Growing up in Punjab, that companion - MI New York's Kunwarjeet Singh and Gill were inseparable. Born in California before his family relocated to Punjab when he was nine, Kunwarjeet spent much of his formative years chasing the same dream as his childhood friend. Their days routinely began before sunrise. By seven in the morning, they would already be in the backyard nets at Kunwarjeet's house, batting 500 balls each in sessions that stretched for nearly three hours. After breakfast and a brief rest, they would return for another evening session, often facing another 200 deliveries apiece. This relentless cycle continued for a considerable part of their formative years.

The routines and sacrifices were near identical. The outcomes, however, were poles apart. While Gill had already represented India before turning 20, his closest friend could not even break into Punjab's Under-19 side.

"Cricket sab ko kuch na kuch deti hai, par usse India mein kabhi kuch nahi mila," says Agni Dev Chopra, Kunwarjeet's teammate at MI New York and another member of Gill's inner sanctum. What Chopra meant was simple. Cricket eventually rewards almost everyone with something. For reasons difficult to explain, it never seemed to reward Kunwarjeet during his years in India despite all the perseverance and sacrifices.
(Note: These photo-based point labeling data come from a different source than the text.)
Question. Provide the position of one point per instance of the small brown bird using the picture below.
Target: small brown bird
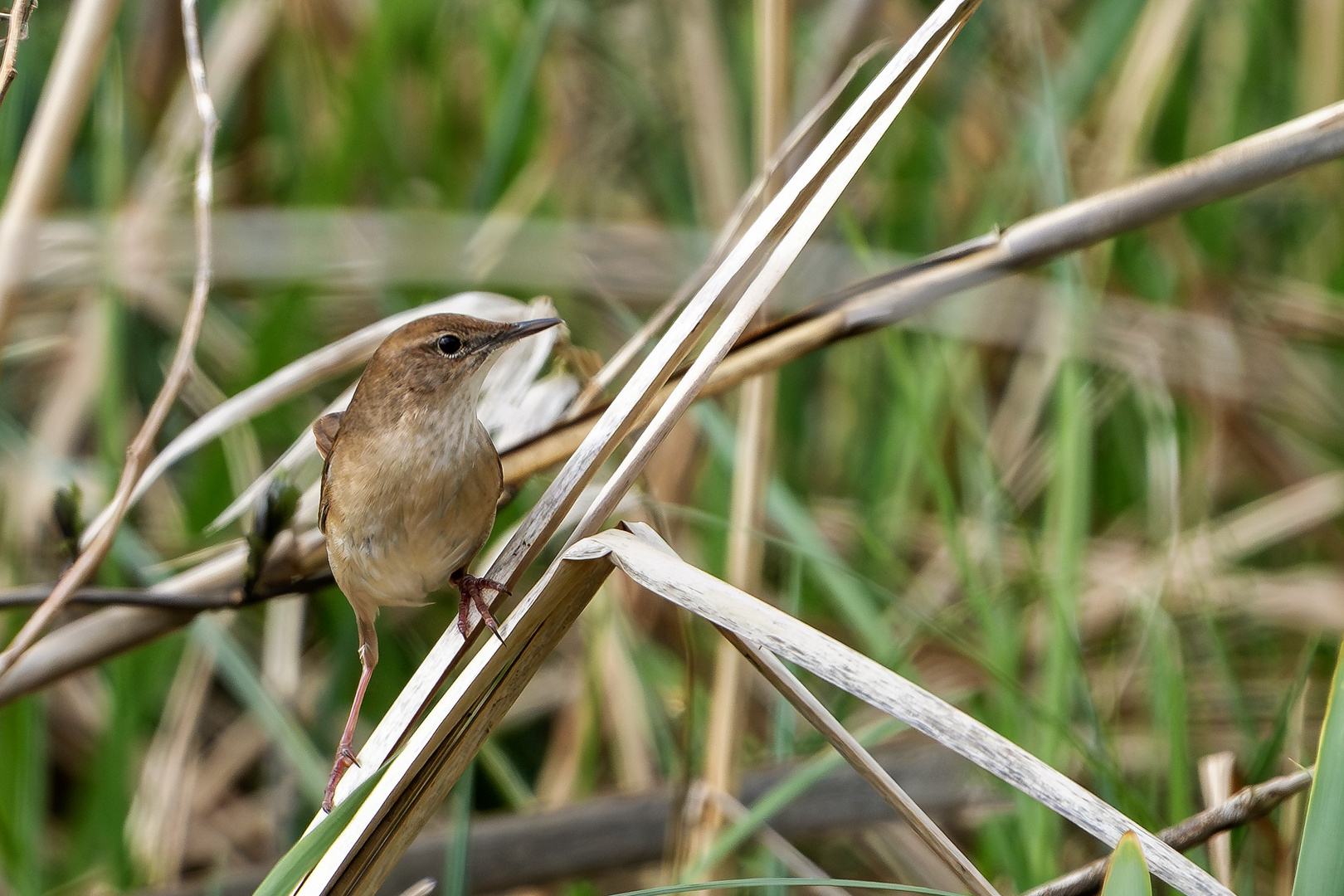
(411, 480)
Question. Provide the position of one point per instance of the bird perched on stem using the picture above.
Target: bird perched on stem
(411, 480)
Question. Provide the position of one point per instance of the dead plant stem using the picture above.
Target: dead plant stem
(17, 30)
(141, 448)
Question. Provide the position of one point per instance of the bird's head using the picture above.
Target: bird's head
(444, 353)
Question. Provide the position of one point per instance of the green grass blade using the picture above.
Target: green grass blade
(1320, 867)
(743, 883)
(771, 802)
(1127, 874)
(303, 856)
(242, 679)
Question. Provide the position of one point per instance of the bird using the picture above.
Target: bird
(411, 480)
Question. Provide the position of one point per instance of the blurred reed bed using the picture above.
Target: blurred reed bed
(1094, 505)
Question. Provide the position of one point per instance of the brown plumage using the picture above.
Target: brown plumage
(411, 480)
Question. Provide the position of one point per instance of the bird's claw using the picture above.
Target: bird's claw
(472, 592)
(344, 759)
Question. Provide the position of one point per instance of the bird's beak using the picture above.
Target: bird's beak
(526, 328)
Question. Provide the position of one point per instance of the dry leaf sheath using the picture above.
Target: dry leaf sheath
(411, 480)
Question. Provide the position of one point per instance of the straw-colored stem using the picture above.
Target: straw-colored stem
(141, 448)
(17, 28)
(42, 162)
(754, 451)
(869, 768)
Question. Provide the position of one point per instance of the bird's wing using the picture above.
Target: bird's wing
(325, 429)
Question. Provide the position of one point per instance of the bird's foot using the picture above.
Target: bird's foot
(344, 759)
(472, 592)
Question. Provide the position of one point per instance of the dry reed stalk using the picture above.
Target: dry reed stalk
(789, 155)
(862, 761)
(1235, 168)
(46, 148)
(1215, 785)
(32, 477)
(141, 448)
(640, 555)
(799, 207)
(1246, 805)
(714, 147)
(753, 451)
(17, 17)
(1159, 41)
(108, 633)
One look at Kunwarjeet play and it is easy to understand why Chopra speaks so highly of him. It is difficult to ignore the elegance in his strokeplay. The minimal fuss, the compact technique, the high elbows and the textbook side-on stance. He is one of those batters who appears to do everything according to cricket's coaching manual.
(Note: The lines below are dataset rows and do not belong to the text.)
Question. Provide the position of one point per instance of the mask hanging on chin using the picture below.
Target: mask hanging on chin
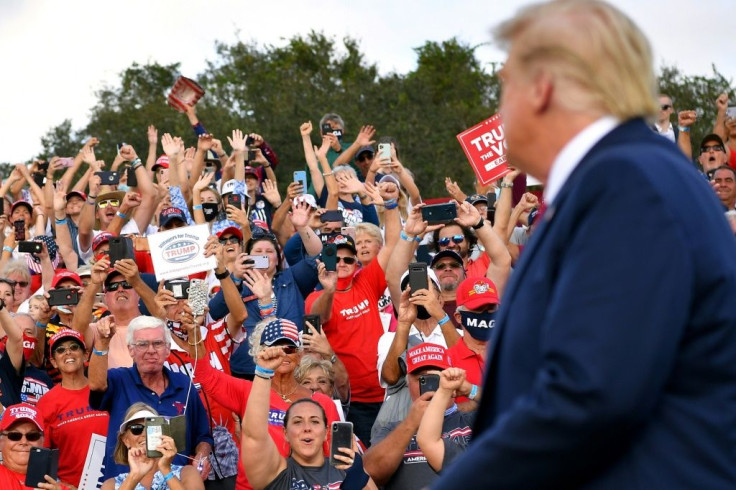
(478, 325)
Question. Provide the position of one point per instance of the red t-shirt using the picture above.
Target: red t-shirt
(355, 328)
(70, 423)
(464, 358)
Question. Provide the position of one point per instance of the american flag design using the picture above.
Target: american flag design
(280, 329)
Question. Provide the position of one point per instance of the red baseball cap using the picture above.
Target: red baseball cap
(19, 412)
(427, 355)
(476, 292)
(62, 274)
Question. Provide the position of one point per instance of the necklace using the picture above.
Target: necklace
(286, 396)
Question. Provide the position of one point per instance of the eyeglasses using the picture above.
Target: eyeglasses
(109, 202)
(144, 345)
(706, 149)
(16, 436)
(230, 239)
(114, 286)
(74, 347)
(447, 265)
(455, 238)
(136, 429)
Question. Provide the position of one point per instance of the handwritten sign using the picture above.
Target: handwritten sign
(180, 252)
(485, 146)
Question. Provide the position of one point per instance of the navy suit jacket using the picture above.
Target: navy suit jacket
(613, 362)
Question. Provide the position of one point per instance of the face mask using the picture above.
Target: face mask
(210, 210)
(478, 325)
(29, 345)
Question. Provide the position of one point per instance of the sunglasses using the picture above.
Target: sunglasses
(16, 436)
(446, 240)
(231, 239)
(114, 286)
(109, 202)
(69, 348)
(136, 429)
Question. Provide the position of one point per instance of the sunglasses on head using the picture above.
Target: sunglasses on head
(16, 436)
(114, 286)
(455, 238)
(109, 202)
(136, 429)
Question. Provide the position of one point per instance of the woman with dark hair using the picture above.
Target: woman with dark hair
(305, 429)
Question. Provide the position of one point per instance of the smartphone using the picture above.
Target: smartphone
(439, 213)
(234, 200)
(384, 153)
(20, 230)
(341, 435)
(121, 247)
(109, 178)
(429, 382)
(30, 247)
(418, 276)
(132, 179)
(63, 297)
(179, 287)
(258, 261)
(315, 320)
(156, 428)
(331, 215)
(300, 176)
(329, 256)
(41, 462)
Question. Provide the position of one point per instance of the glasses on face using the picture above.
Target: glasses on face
(16, 436)
(109, 202)
(455, 238)
(230, 239)
(114, 286)
(136, 429)
(706, 149)
(144, 345)
(63, 349)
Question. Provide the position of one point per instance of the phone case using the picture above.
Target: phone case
(341, 435)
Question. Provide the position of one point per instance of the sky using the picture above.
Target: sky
(56, 54)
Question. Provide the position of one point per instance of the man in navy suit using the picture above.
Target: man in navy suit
(613, 361)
But Indian age-group cricket deals in only one currency: hundreds. There are batters whose methods may not be aesthetically pleasing but who consistently pile on runs. Kunwarjeet, by his own admission, was often the opposite.
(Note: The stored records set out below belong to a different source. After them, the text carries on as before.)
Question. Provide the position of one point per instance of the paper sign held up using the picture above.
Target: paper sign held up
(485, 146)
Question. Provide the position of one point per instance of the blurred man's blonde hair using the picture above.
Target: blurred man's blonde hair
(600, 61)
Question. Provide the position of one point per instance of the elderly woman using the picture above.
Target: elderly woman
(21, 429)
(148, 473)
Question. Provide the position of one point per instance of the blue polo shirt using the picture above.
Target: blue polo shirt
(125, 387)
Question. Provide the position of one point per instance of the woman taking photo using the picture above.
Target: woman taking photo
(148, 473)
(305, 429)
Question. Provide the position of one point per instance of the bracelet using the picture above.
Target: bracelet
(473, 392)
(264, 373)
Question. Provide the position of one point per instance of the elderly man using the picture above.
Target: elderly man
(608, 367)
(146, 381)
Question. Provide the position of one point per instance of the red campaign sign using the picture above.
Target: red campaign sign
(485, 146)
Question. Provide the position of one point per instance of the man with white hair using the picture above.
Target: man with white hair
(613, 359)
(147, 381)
"I was a net batsman," he says with a laugh. The kind who would look a million dollars in practice, only to flatter to deceive in matches after promising starts in the 30s and 40s. For all the elegance in his batting, the scorecards rarely reflected the promise he showed in the nets.

Despite failing to represent Punjab at any age-group level through the Under-19s, Kunwarjeet never seriously considered walking away from the game. In Indian cricket, once the Under-19 window closes without state representation, most players quietly drift out of contention. Kunwarjeet, however, almost doubled down on his pursuit. So singular was his obsession with cricket that he even dropped out of college in pursuit of that elusive breakthrough season.

"I never saw myself doing something else. Even after failures, I used to get disappointed and think maybe this is not for me, but I just couldn't stay away from the game. From the beginning the value system instilled in me by my mentor Khushpreet Aulukh was such that it made me believe if I kept working hard, eventually some day I would get a big break. He has had a tremendous impact on me over the years and the cricketer I am on and off the field has all been shaped by him," says Kunwarjeet.

All that perseverance finally bore fruit when an injury to Nehal Wadhera opened the door for Kunwarjeet in Punjab's Under-23 side. For someone who had endured rejection after rejection for nearly seven years, merely receiving the Punjab Cricket Association kit felt like a landmark moment. The PCA-inscribed shorts, cap and flannels represented far more than clothing. For every aspiring young cricketer in India, earning the state association kit is a badge of validation, proof that years of sacrifice had not been in vain. Overwhelmed with joy, Kunwarjeet recorded a video of the kit and sent it to his family.

Just as he was beginning to dream of bigger things and potentially a Ranji Trophy debut, fate intervened once again. The BCCI introduced a rule preventing non-Indian citizens from participating in Indian domestic cricket. That was when former USA chief selector and ex-Punjab batsman Sunny Sohal called, asked him to try his luck in the country of his birth with the MLC.

The move would alter his life. An unbeaten match-winning seventy in the final of USA Cricket's National 50-over Championship first pushed him into the reckoning. He followed it with a masterful 95 on a difficult surface in Minor League Cricket, enough for MI New York to take a punt on him.

"That was the first time in my life that I saw my father cry happily," Kunwarjeet recalls. "It was the first time I saw him hug me and cry with tears of joy." This was an emotional roller-coaster that father and son had been on together. There was the tough-love parenting that saw his father drive behind him while timing his daily five-kilometre runs with pads on. There was also the enormous financial sacrifice. After years of truck driving in America, his father had built a life for himself, eventually owning a gas station and liquor store. Much of it was later sold to support his son's cricketing ambitions in India.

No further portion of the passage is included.